Thursday, February 18, 2010
Wednesday, February 17, 2010
Tasty pizza pie.
The New York Times just reviewed Motorino. Check out this line: "a winter-special pie of brussels sprouts and smoked pancetta, dressed with mozzarella, garlic and pecorino, is like something from a magic act, a dog speaking BBC English. It is great and unsettling, far better than imagination would dictate. "
I'm not so sure if it's the BEST pizza in New York, but it's pretty damn good. I haven't had a hankering for pizza lately, but when the urge hits, Motorino is the place to go. I've actually only been to the Motorino in Brooklyn and I just found out that the location near me in the East Village delivers. When the next snow day hits, I'll be thinking about 3 things: my fuzzy sweater, Netflix and Motorino. DONE!
Via: The New York Times
Photo: Serious Eats
Wednesday, February 10, 2010
I'm on a bit of a hiatus from blogging, because I've been on a health kick and there's nothing more boring than reading about a restricted diet. Excess is much more interesting than moderation. But I'm convinced that I can still eat tasty and healthy food, so I stocked my refrigerator with loads of citrus, yogurt and an assortment of greens. One night for dinner, I made myself this delectable kale salad with butternut squash, chopped roasted almonds, topped with a lemon vinaigrette and healthy sprinkling of this amazing, aged Gouda (The dish was inspired by Nothern Spy Food's kale salad, but they use chunks of clothbound cheddar and shaved parmesan).
The next day, I'm with with my trainer. He's killing me with this double routine of lunges and pull down thingies on the effing weight machine that normally I wouldn't even think of touching. I realize, as I get up to do my second set of lunges, Zach Braff is next to me, who says to me, "I hate those things." He's so wise that Zach Braff.

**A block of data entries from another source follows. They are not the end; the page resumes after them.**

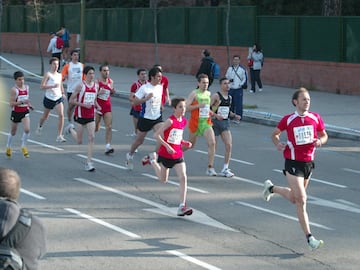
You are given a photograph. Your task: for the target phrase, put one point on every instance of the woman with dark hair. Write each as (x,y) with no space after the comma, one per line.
(255,60)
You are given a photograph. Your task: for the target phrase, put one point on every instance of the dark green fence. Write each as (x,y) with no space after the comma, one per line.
(293,37)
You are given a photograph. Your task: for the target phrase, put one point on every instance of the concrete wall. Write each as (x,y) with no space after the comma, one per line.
(315,75)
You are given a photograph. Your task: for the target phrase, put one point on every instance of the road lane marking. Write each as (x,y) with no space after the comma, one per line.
(281,215)
(220,156)
(103,223)
(192,260)
(176,184)
(32,194)
(197,216)
(318,180)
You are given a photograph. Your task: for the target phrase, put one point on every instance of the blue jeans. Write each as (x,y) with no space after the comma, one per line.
(237,101)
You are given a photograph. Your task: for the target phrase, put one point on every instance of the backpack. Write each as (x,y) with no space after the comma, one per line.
(215,70)
(10,259)
(59,43)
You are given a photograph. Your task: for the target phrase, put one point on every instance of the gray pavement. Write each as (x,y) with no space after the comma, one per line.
(341,113)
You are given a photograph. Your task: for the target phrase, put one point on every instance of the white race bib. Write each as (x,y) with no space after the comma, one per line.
(175,136)
(303,135)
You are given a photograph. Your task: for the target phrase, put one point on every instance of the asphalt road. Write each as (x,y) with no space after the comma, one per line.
(116,219)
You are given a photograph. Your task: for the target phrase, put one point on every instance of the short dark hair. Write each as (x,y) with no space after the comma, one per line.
(202,76)
(176,101)
(9,184)
(153,72)
(297,94)
(206,53)
(87,69)
(18,74)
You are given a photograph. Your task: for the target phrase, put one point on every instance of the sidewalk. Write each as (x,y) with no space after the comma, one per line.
(341,113)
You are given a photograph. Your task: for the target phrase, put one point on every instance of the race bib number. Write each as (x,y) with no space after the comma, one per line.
(303,135)
(89,98)
(175,136)
(104,94)
(204,112)
(224,111)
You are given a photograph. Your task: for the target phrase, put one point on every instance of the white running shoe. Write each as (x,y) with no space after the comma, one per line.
(266,192)
(211,172)
(227,173)
(60,139)
(89,167)
(38,131)
(129,162)
(314,243)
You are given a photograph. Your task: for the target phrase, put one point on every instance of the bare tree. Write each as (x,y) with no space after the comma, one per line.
(332,7)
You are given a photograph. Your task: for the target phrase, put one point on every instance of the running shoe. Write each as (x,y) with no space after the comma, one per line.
(89,167)
(314,243)
(38,131)
(266,192)
(25,151)
(184,211)
(129,161)
(211,172)
(109,151)
(145,160)
(60,139)
(227,173)
(8,152)
(68,128)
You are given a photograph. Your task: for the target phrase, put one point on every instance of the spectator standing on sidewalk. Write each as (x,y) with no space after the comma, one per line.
(170,154)
(73,74)
(32,247)
(206,66)
(256,60)
(198,103)
(136,109)
(305,131)
(237,76)
(20,104)
(221,106)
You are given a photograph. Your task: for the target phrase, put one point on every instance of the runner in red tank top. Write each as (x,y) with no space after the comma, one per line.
(170,153)
(106,89)
(305,131)
(20,104)
(84,98)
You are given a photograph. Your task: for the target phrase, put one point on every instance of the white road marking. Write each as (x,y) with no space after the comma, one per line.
(232,159)
(32,194)
(193,260)
(351,170)
(175,183)
(282,215)
(197,216)
(103,223)
(318,180)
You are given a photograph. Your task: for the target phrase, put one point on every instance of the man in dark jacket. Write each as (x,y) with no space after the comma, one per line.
(206,66)
(33,246)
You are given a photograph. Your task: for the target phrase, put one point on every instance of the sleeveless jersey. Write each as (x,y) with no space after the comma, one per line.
(87,95)
(224,107)
(173,136)
(301,133)
(200,115)
(103,97)
(21,94)
(134,88)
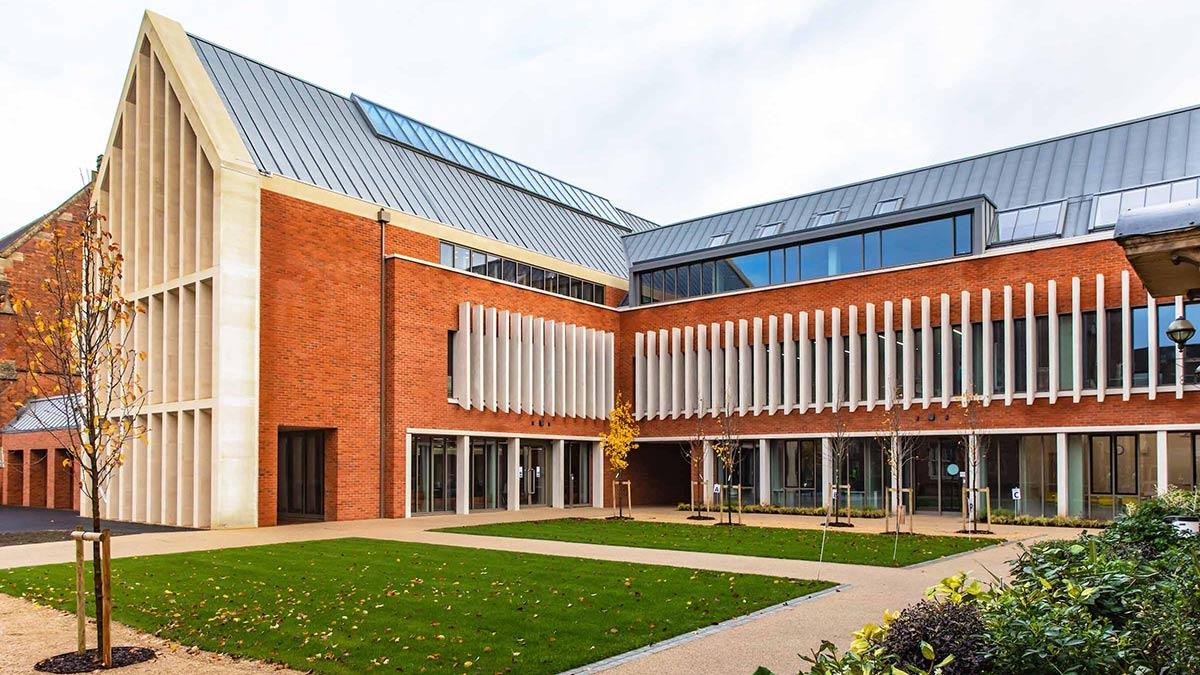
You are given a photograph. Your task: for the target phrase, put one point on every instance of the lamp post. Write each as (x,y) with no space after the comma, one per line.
(1180,332)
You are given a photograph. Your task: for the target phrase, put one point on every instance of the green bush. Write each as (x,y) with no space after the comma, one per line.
(787,511)
(1126,599)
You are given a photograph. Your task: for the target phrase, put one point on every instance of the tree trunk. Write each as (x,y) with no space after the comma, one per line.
(97,575)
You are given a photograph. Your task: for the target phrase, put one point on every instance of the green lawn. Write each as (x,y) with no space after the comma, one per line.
(767,542)
(349,605)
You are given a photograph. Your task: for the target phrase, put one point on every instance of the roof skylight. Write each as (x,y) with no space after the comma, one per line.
(407,131)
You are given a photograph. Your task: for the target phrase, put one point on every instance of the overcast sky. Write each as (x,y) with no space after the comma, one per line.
(670,109)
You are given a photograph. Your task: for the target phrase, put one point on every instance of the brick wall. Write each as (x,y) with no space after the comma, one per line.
(21,274)
(34,473)
(1037,267)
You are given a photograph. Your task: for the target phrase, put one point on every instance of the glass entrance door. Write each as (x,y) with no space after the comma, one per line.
(301,476)
(435,473)
(744,473)
(579,473)
(532,473)
(936,475)
(489,473)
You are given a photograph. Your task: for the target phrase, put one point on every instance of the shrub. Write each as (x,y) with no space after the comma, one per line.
(791,511)
(949,628)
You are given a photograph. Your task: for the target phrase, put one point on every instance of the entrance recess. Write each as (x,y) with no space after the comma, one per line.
(301,476)
(937,469)
(435,473)
(532,473)
(579,473)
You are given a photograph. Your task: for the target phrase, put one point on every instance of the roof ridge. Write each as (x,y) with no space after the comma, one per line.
(927,167)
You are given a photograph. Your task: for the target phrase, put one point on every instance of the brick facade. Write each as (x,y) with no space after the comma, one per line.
(319,351)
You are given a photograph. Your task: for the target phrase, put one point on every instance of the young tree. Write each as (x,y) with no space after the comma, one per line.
(727,451)
(898,449)
(694,454)
(76,333)
(618,441)
(977,444)
(839,448)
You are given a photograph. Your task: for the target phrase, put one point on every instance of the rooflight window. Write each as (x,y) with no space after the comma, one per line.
(768,230)
(827,217)
(1033,222)
(1110,207)
(888,205)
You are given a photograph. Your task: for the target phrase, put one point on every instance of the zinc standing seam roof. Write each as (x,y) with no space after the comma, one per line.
(42,414)
(1071,168)
(301,131)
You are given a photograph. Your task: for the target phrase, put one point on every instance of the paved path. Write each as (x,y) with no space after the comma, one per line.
(773,640)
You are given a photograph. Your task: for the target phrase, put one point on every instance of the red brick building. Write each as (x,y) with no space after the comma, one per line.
(351,314)
(35,464)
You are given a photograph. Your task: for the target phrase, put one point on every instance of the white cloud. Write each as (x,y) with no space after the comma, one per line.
(670,109)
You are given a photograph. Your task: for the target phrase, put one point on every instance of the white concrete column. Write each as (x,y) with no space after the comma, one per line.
(677,375)
(703,371)
(907,353)
(689,371)
(826,472)
(856,365)
(462,476)
(1127,339)
(539,366)
(1152,341)
(1008,356)
(640,396)
(1053,320)
(989,363)
(789,365)
(947,351)
(516,362)
(1063,472)
(731,369)
(1031,346)
(763,472)
(967,339)
(715,370)
(1077,338)
(1102,352)
(1162,479)
(927,353)
(759,363)
(477,357)
(490,369)
(598,482)
(837,378)
(745,365)
(557,475)
(873,358)
(652,375)
(462,357)
(502,360)
(707,467)
(527,364)
(820,387)
(773,365)
(805,380)
(665,375)
(514,457)
(889,356)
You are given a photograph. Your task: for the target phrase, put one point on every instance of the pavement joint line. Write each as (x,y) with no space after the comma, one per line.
(663,645)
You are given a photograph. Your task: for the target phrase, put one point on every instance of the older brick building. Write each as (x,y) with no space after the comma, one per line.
(352,314)
(34,467)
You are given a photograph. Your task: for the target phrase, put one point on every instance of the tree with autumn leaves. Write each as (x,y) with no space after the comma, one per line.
(618,441)
(76,332)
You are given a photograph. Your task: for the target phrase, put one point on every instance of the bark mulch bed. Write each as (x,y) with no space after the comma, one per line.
(89,661)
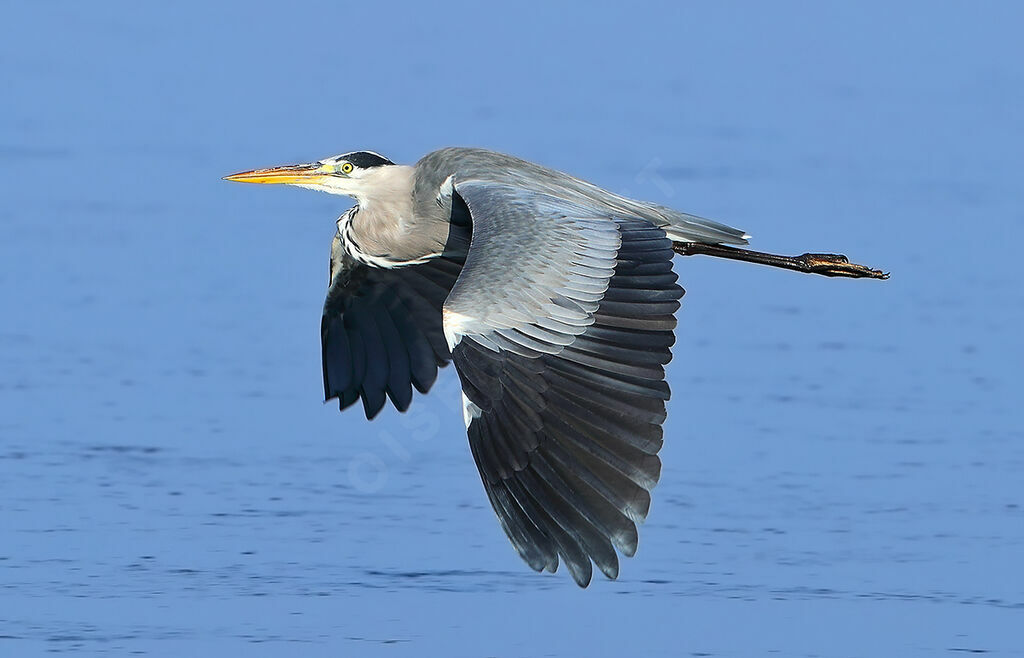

As I'm huffing and puffing, my trainer asks me what I ate for dinner. I'm so excited because I can actually give him the right answer. I'm beaming with pride, listing out the ingredients for the salad that I made for dinner. I barely even said the word "cheese" and he instinctively shakes his head, and said "No, you shouldn't have that." I responded meekly, "It was only a little bit of cheese." Then, my trainer says "Think of cheese like cocaine, you can't just have a little bit of cocaine. Always remember what Kate Moss said, 'Nothing tastes better than how skinny feels'. Oh boy, I have a feeling I'm going to have a very antagonistic relationship with my trainer.